Pall Mall, mooli, James Dean, and a vegan kimchi
Abundance: 14 December 2023
I am sat on the step by the shed, the sodden ground dipping away from my feet towards the house. The dog has left his morning present somewhere, a somewhere that no amount of walking around has identified. I’m hoping that sitting still and scanning might reveal it; a game of battleships no-one wants to play.
I miss smoking. When sat still like this, a small part of me still reaches for the tobacco - that twin I’d never let out of my sight, now replaced by the phone.
I miss the palaver of rolling a cigarette, the smell of the petrol lighter, the letterbox of card holding the papers.
Back when smoking was good for you, it was perfectly acceptable - encouraged even - to stop what you were doing for a cigarette. You could barely start something before you paused for a puff.
I miss the punctuation it brought.
When you’re a kid, life is broken into manageable slices of contrasting time. Wake up, breakfast, go to school, play, lessons, play, lunch, play, pinch matey's sherbet dibdab, lessons, play, get deadlegged by matey for pinching his sherbet dibdab, lessons, home, play, tea, play, bed. Start term, term ends, half term starts, half term ends, second half of term begins, term ends: Christmas holidays start, and on it goes. Time felt rich, yet passed slowly; it felt like a decade between birthdays.
Go to work and smoking broke the day into pleasing chunks again. It made you stop. It also lifted you above suspicion: stand around doing nothing and you were a sex pest or burglar; stand spend doing nothing but puff on a Pall Mall and you became James Dean1. Like walking does now, smoking occupied my brain just enough to stop it looking for something to do, and as a result things fell into its unoccupied territory. Rollie to hand, I could happily sit within an album’s landscape, every note and word registering; now, I find it hard to submit to even the finest listen without reaching for my phone once in a while.
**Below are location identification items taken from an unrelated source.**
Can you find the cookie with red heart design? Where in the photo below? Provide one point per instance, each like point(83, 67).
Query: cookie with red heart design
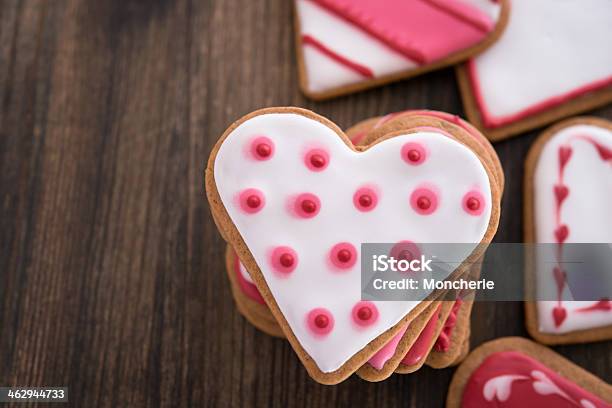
point(568, 194)
point(288, 190)
point(515, 372)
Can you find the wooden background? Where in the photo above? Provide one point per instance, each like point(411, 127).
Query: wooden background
point(111, 271)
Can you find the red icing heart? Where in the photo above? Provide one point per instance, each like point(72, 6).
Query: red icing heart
point(561, 233)
point(604, 152)
point(559, 314)
point(560, 277)
point(561, 192)
point(565, 152)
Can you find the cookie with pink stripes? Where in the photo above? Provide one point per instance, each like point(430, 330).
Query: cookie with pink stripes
point(296, 199)
point(568, 191)
point(346, 46)
point(553, 60)
point(513, 372)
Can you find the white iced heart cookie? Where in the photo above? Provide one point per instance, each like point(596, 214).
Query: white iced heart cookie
point(288, 187)
point(572, 195)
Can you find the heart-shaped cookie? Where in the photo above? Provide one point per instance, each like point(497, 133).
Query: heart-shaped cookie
point(296, 199)
point(514, 372)
point(569, 185)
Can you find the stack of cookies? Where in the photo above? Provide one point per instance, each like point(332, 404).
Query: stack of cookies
point(295, 197)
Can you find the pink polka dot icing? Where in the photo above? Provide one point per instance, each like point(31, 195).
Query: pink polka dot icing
point(320, 321)
point(365, 313)
point(424, 200)
point(316, 159)
point(312, 280)
point(262, 148)
point(343, 255)
point(474, 203)
point(284, 259)
point(414, 153)
point(307, 205)
point(251, 200)
point(365, 199)
point(406, 250)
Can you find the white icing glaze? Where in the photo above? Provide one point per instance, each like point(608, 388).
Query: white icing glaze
point(586, 211)
point(549, 48)
point(356, 45)
point(347, 40)
point(450, 165)
point(490, 7)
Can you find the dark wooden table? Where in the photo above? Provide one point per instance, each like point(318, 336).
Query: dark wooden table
point(111, 272)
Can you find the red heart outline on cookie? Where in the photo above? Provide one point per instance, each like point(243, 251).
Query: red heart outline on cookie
point(287, 190)
point(570, 174)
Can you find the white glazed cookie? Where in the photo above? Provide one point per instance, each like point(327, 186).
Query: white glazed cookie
point(347, 43)
point(551, 52)
point(572, 201)
point(303, 201)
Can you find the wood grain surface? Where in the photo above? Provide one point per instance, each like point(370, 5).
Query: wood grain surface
point(111, 279)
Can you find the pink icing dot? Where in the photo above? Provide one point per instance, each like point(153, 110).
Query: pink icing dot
point(307, 205)
point(284, 259)
point(365, 313)
point(316, 159)
point(343, 255)
point(365, 199)
point(474, 202)
point(252, 200)
point(320, 321)
point(262, 148)
point(413, 153)
point(424, 200)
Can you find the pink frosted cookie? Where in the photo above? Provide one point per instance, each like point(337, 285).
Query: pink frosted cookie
point(514, 372)
point(568, 199)
point(344, 46)
point(553, 60)
point(271, 201)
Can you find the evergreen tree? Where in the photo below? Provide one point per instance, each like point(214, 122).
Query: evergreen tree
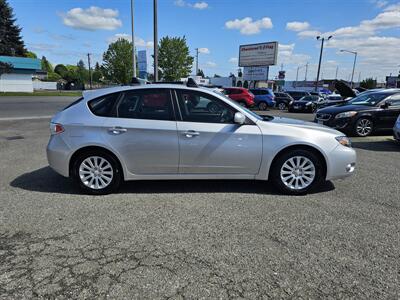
point(11, 43)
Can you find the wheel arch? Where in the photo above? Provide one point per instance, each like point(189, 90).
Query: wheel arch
point(310, 148)
point(93, 148)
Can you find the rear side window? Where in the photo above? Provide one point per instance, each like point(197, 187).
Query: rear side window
point(104, 105)
point(73, 103)
point(148, 104)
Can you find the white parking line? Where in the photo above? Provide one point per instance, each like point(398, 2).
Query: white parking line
point(25, 118)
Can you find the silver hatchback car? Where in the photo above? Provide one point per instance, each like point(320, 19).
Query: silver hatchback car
point(173, 131)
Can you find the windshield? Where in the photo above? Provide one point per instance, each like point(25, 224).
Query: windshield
point(368, 99)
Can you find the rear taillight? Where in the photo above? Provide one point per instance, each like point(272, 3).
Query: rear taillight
point(56, 128)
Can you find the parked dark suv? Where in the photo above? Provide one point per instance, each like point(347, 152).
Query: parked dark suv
point(364, 114)
point(282, 100)
point(296, 95)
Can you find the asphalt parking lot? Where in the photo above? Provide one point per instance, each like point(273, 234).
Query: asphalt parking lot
point(192, 239)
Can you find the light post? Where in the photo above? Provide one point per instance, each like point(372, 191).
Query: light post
point(133, 43)
point(320, 57)
point(155, 37)
point(354, 64)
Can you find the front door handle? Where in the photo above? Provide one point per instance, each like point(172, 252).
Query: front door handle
point(190, 133)
point(117, 130)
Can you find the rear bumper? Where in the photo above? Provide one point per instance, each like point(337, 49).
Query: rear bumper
point(58, 155)
point(396, 132)
point(342, 162)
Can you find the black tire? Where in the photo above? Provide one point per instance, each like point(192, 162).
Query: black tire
point(115, 166)
point(358, 129)
point(262, 106)
point(281, 106)
point(275, 173)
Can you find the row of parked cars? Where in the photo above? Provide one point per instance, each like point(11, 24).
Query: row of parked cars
point(358, 114)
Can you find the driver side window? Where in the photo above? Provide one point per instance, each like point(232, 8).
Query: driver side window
point(201, 107)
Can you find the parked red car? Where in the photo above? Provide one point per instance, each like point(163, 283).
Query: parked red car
point(241, 95)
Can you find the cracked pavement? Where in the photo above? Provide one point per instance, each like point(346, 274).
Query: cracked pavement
point(196, 239)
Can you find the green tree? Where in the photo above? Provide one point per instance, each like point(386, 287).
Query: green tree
point(368, 83)
point(46, 65)
point(117, 62)
point(11, 42)
point(200, 73)
point(174, 60)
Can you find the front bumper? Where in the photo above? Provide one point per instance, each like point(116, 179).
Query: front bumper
point(341, 162)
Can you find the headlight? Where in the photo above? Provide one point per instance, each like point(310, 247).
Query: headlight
point(347, 114)
point(343, 140)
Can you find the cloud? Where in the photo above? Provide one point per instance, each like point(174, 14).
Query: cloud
point(247, 26)
point(139, 42)
point(297, 26)
point(233, 60)
point(92, 18)
point(211, 64)
point(309, 34)
point(198, 5)
point(204, 50)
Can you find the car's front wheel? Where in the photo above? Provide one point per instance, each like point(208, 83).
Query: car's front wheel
point(97, 173)
point(282, 106)
point(363, 127)
point(297, 171)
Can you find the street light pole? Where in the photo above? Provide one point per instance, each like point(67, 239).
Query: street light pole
point(354, 64)
point(197, 61)
point(155, 40)
point(133, 43)
point(320, 58)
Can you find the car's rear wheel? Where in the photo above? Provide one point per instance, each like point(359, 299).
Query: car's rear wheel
point(262, 106)
point(297, 171)
point(363, 127)
point(282, 106)
point(97, 173)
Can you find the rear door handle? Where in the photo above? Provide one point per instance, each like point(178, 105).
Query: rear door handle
point(190, 133)
point(117, 130)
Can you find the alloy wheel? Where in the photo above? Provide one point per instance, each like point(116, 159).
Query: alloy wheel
point(96, 172)
point(297, 172)
point(364, 127)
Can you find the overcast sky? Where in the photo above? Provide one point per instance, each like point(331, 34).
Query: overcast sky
point(65, 30)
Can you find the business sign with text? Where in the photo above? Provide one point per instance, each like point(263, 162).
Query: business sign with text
point(256, 55)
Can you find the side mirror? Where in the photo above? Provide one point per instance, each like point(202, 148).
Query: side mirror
point(239, 118)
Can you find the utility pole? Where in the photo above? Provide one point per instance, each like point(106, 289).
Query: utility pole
point(197, 61)
point(155, 37)
point(133, 43)
point(305, 76)
point(90, 71)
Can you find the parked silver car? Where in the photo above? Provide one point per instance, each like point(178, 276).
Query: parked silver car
point(172, 131)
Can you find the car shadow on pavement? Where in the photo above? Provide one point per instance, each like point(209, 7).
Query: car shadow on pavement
point(388, 145)
point(45, 180)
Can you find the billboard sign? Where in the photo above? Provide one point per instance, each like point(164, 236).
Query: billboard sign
point(255, 55)
point(255, 73)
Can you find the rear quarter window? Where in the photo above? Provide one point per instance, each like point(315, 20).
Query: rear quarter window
point(104, 106)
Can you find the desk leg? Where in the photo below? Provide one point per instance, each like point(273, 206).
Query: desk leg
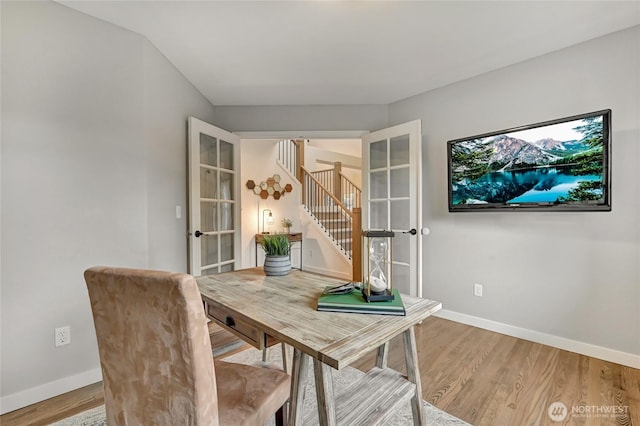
point(382, 355)
point(324, 394)
point(296, 399)
point(413, 373)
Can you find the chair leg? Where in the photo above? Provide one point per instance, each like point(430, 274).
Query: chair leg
point(281, 415)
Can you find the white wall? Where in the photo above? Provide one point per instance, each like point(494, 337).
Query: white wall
point(93, 165)
point(575, 276)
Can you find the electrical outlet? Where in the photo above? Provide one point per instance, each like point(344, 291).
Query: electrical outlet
point(63, 335)
point(477, 290)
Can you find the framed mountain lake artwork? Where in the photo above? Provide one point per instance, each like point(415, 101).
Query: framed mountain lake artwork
point(562, 164)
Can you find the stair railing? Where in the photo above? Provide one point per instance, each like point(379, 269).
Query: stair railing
point(328, 210)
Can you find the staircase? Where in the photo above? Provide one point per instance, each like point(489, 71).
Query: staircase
point(330, 198)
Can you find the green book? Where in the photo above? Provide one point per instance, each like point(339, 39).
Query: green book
point(355, 303)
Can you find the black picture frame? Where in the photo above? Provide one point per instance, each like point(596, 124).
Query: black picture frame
point(555, 165)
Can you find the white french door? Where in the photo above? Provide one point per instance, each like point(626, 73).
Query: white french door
point(214, 199)
point(391, 197)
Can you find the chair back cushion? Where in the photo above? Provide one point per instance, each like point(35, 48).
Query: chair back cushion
point(154, 347)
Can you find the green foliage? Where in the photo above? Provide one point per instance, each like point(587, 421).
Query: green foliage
point(591, 131)
point(470, 164)
point(586, 191)
point(276, 244)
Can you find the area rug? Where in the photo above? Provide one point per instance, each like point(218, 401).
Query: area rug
point(341, 379)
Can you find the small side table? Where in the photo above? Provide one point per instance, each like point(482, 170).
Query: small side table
point(294, 237)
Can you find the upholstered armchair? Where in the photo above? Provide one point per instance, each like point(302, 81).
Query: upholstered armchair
point(156, 360)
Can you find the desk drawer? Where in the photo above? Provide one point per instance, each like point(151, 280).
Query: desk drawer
point(245, 331)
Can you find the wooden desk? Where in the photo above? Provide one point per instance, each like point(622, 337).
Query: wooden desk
point(284, 309)
point(294, 237)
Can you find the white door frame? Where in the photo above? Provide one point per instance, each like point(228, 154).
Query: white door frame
point(195, 128)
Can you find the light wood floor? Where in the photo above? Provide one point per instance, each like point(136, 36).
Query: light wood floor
point(479, 376)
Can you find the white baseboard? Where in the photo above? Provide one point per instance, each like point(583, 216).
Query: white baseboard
point(48, 390)
point(611, 355)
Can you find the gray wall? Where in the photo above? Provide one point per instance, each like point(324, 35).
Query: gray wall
point(276, 118)
point(93, 165)
point(572, 275)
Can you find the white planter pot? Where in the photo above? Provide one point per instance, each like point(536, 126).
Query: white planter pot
point(277, 265)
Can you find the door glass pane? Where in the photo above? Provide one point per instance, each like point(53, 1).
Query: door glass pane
point(226, 186)
point(378, 155)
point(378, 215)
point(208, 183)
point(226, 216)
point(208, 216)
point(209, 249)
point(400, 214)
point(399, 182)
point(226, 155)
point(378, 184)
point(226, 247)
point(399, 151)
point(401, 247)
point(401, 278)
point(208, 150)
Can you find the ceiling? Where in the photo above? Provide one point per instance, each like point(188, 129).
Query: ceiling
point(361, 52)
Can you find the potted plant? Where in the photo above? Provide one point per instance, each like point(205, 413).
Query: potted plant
point(276, 249)
point(286, 225)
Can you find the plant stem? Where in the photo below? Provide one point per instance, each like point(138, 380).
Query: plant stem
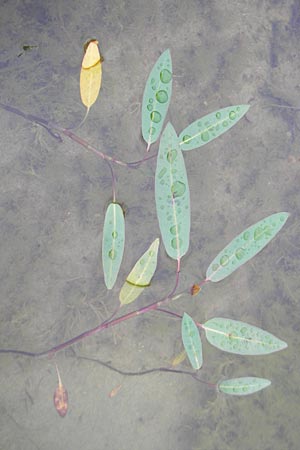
point(104, 325)
point(50, 126)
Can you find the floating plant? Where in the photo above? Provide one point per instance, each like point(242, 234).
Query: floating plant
point(173, 208)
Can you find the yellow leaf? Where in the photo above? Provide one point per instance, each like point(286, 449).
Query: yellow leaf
point(90, 74)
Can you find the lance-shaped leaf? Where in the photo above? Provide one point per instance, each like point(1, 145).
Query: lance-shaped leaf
point(90, 74)
point(112, 243)
point(243, 385)
point(245, 246)
point(172, 195)
point(141, 275)
point(211, 126)
point(156, 99)
point(238, 337)
point(191, 341)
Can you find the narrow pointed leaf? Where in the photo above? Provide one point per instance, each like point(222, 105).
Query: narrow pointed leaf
point(243, 385)
point(140, 276)
point(112, 243)
point(90, 74)
point(172, 195)
point(211, 126)
point(156, 99)
point(191, 341)
point(239, 337)
point(245, 246)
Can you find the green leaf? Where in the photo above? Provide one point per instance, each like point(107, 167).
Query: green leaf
point(140, 276)
point(243, 385)
point(172, 195)
point(191, 341)
point(245, 246)
point(112, 243)
point(239, 337)
point(156, 99)
point(211, 126)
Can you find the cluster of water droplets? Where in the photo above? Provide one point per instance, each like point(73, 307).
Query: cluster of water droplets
point(212, 127)
point(160, 97)
point(254, 236)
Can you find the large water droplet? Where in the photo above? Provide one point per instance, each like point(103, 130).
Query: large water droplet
point(162, 96)
point(205, 136)
point(165, 76)
point(112, 254)
point(171, 155)
point(178, 189)
point(240, 253)
point(246, 235)
point(258, 233)
point(155, 116)
point(176, 242)
point(232, 115)
point(174, 230)
point(186, 138)
point(162, 172)
point(224, 260)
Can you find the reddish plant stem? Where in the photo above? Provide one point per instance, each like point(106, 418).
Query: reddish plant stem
point(106, 324)
point(50, 126)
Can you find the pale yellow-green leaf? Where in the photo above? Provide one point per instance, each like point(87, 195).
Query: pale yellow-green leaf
point(90, 74)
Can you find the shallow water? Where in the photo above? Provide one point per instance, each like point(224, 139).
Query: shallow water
point(53, 200)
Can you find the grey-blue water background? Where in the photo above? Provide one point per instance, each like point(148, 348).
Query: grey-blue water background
point(53, 199)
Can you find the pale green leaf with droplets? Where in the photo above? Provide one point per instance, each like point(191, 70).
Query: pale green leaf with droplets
point(112, 243)
point(211, 126)
point(243, 385)
point(156, 99)
point(191, 341)
point(246, 245)
point(140, 276)
point(172, 195)
point(238, 337)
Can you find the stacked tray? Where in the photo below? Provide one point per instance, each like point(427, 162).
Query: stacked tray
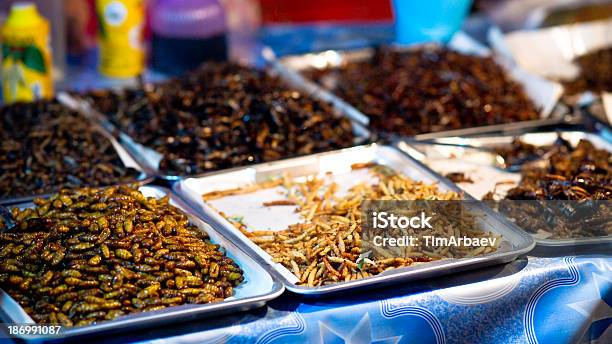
point(324, 66)
point(482, 177)
point(339, 164)
point(256, 289)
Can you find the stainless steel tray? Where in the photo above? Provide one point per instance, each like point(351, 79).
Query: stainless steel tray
point(544, 93)
point(515, 243)
point(258, 288)
point(150, 159)
point(126, 157)
point(479, 166)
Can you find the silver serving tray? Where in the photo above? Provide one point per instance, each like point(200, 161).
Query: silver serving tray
point(259, 287)
point(515, 241)
point(150, 159)
point(543, 93)
point(126, 157)
point(479, 166)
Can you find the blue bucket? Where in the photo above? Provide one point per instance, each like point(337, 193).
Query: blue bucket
point(418, 21)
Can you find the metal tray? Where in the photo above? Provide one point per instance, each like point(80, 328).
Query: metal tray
point(258, 288)
point(126, 157)
point(150, 159)
point(515, 241)
point(479, 166)
point(544, 93)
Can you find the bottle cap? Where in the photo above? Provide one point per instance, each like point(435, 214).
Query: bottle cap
point(23, 13)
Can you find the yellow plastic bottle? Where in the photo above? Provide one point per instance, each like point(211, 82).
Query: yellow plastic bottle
point(26, 55)
point(120, 29)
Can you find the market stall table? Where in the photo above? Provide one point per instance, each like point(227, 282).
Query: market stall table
point(545, 300)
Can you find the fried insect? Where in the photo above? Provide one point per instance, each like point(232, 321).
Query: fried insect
point(567, 190)
point(224, 115)
point(58, 275)
point(45, 146)
point(428, 90)
point(595, 73)
point(327, 248)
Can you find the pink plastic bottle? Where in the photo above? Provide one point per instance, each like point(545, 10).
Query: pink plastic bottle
point(187, 33)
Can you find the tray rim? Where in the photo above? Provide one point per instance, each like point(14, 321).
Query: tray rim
point(362, 134)
point(144, 177)
point(201, 311)
point(549, 119)
point(392, 276)
point(550, 243)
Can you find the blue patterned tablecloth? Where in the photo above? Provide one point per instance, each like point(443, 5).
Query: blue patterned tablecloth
point(531, 300)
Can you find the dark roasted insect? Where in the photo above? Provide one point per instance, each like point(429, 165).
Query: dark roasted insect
point(50, 266)
point(221, 116)
point(428, 90)
point(567, 194)
point(46, 146)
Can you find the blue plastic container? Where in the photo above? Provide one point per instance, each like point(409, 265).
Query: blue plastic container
point(418, 21)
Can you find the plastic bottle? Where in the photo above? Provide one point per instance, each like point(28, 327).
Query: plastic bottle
point(187, 33)
point(26, 52)
point(120, 36)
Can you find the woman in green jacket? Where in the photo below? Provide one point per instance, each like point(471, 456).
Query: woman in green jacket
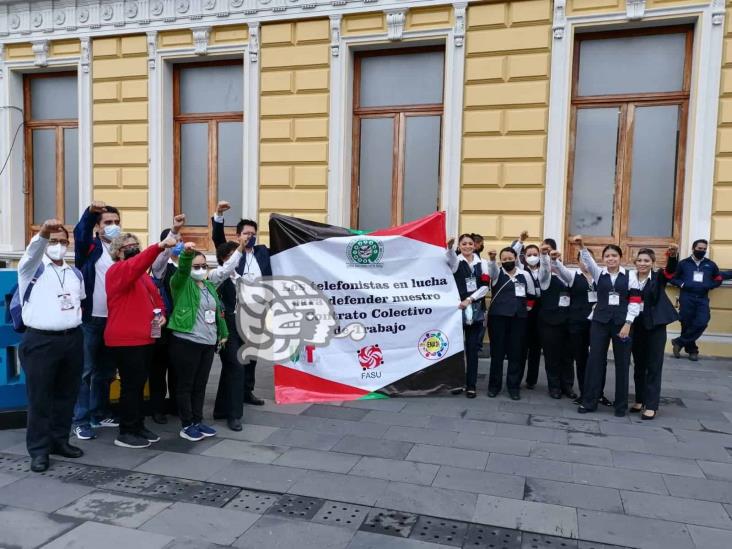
point(198, 328)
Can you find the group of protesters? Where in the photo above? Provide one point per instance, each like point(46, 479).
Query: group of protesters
point(160, 314)
point(538, 305)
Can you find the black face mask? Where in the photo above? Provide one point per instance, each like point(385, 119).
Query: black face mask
point(130, 252)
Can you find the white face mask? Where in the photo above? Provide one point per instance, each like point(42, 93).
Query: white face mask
point(56, 252)
point(200, 274)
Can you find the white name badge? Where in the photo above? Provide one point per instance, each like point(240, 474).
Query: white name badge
point(471, 284)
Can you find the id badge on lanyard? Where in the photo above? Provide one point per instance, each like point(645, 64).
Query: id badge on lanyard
point(471, 284)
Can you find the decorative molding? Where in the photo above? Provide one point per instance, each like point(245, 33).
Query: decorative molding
point(253, 42)
point(718, 12)
point(201, 36)
point(560, 19)
point(152, 48)
point(635, 9)
point(40, 52)
point(458, 32)
point(335, 34)
point(85, 57)
point(395, 23)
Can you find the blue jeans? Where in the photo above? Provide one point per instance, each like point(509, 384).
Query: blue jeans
point(93, 401)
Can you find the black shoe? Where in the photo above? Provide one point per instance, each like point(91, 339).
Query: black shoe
point(39, 464)
point(605, 401)
point(66, 450)
point(251, 398)
point(148, 435)
point(676, 349)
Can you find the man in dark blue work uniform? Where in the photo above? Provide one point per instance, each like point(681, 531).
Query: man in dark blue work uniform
point(695, 275)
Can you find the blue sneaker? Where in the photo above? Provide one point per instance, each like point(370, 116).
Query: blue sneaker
point(191, 433)
point(206, 430)
point(84, 432)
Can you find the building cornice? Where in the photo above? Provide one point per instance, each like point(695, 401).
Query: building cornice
point(34, 20)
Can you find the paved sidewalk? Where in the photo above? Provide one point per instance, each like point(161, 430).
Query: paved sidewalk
point(419, 473)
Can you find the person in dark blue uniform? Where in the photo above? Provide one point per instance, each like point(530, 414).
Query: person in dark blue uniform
point(512, 298)
point(695, 275)
point(618, 303)
point(649, 328)
point(471, 278)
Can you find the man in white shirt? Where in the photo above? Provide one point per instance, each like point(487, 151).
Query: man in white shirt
point(51, 351)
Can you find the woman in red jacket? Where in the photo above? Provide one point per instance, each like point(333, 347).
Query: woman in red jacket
point(132, 302)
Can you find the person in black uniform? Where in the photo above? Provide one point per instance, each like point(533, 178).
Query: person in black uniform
point(582, 298)
point(649, 328)
point(471, 278)
point(513, 297)
point(618, 303)
point(553, 324)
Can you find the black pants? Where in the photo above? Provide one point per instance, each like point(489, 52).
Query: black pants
point(473, 333)
point(53, 366)
point(230, 394)
point(162, 376)
point(193, 364)
point(532, 348)
point(507, 335)
point(648, 349)
point(559, 371)
point(600, 336)
point(579, 345)
point(133, 364)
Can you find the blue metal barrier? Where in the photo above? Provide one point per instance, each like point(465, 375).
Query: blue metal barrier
point(12, 379)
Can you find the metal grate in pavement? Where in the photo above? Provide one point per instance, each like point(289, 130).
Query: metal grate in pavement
point(213, 495)
point(133, 483)
point(293, 506)
point(94, 476)
point(493, 537)
point(341, 514)
point(253, 502)
point(391, 523)
point(442, 531)
point(541, 541)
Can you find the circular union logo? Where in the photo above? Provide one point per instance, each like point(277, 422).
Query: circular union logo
point(365, 251)
point(433, 345)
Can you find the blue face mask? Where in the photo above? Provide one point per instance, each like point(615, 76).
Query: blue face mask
point(112, 231)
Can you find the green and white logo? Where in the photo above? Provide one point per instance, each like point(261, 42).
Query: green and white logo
point(365, 252)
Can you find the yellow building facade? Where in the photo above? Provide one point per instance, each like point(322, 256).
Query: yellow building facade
point(328, 112)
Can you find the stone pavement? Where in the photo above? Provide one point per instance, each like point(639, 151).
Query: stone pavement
point(413, 473)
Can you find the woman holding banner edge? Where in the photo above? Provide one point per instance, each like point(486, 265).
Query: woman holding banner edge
point(472, 281)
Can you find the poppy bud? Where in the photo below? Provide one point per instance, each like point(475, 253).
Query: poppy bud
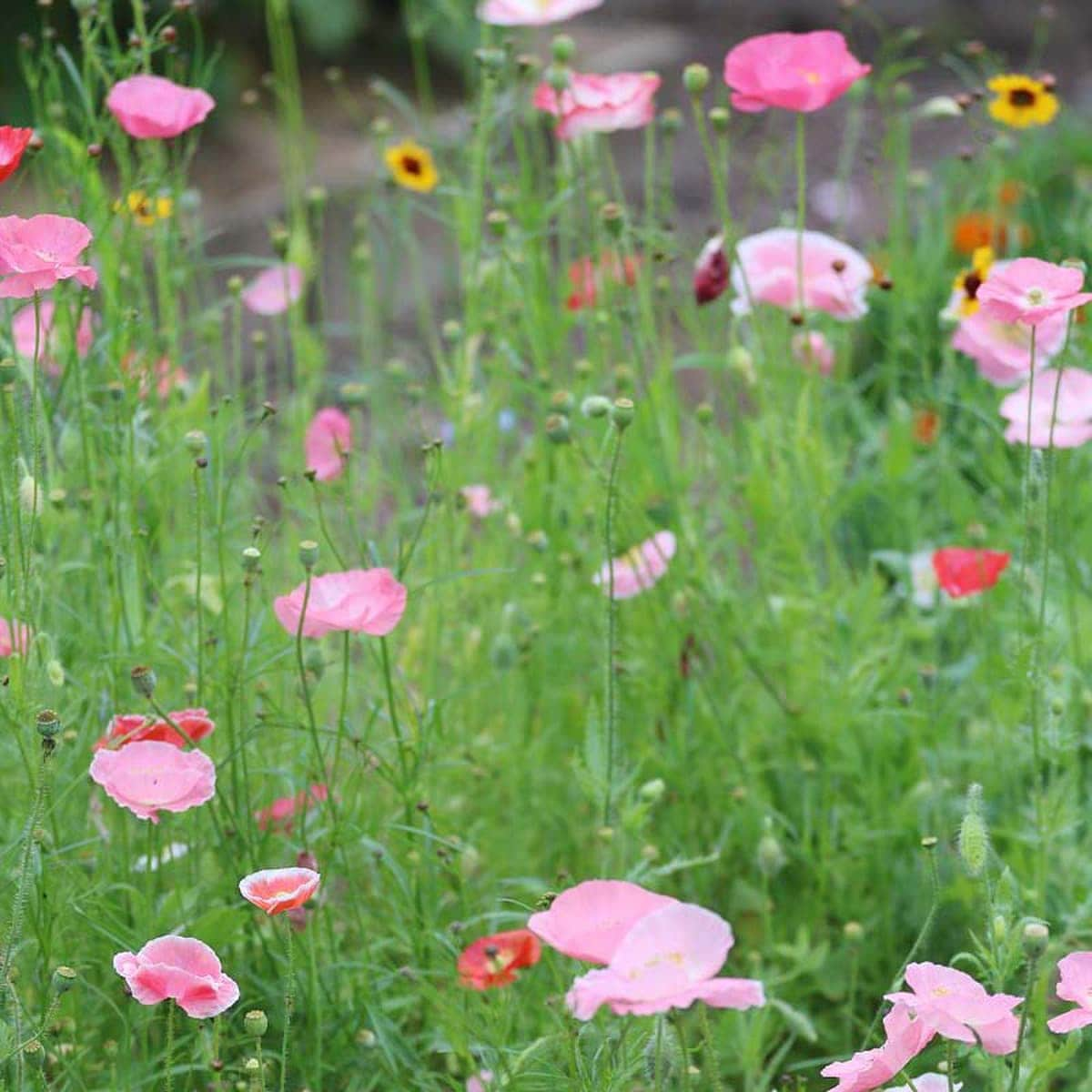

The trouble with breaking the day up with smoking is what you gain on the punctuating swing, you lose on the heart attack roundabout. Given that I carry the genes of a predisposition to early onset heart disease, and spent the first quarter decade of my life either inhaling the old man’s smoke or my own, it might be wise to stack my punctuating chips on a different colour.
I think I may have accidentally found it. No, not playing dogshit battleships.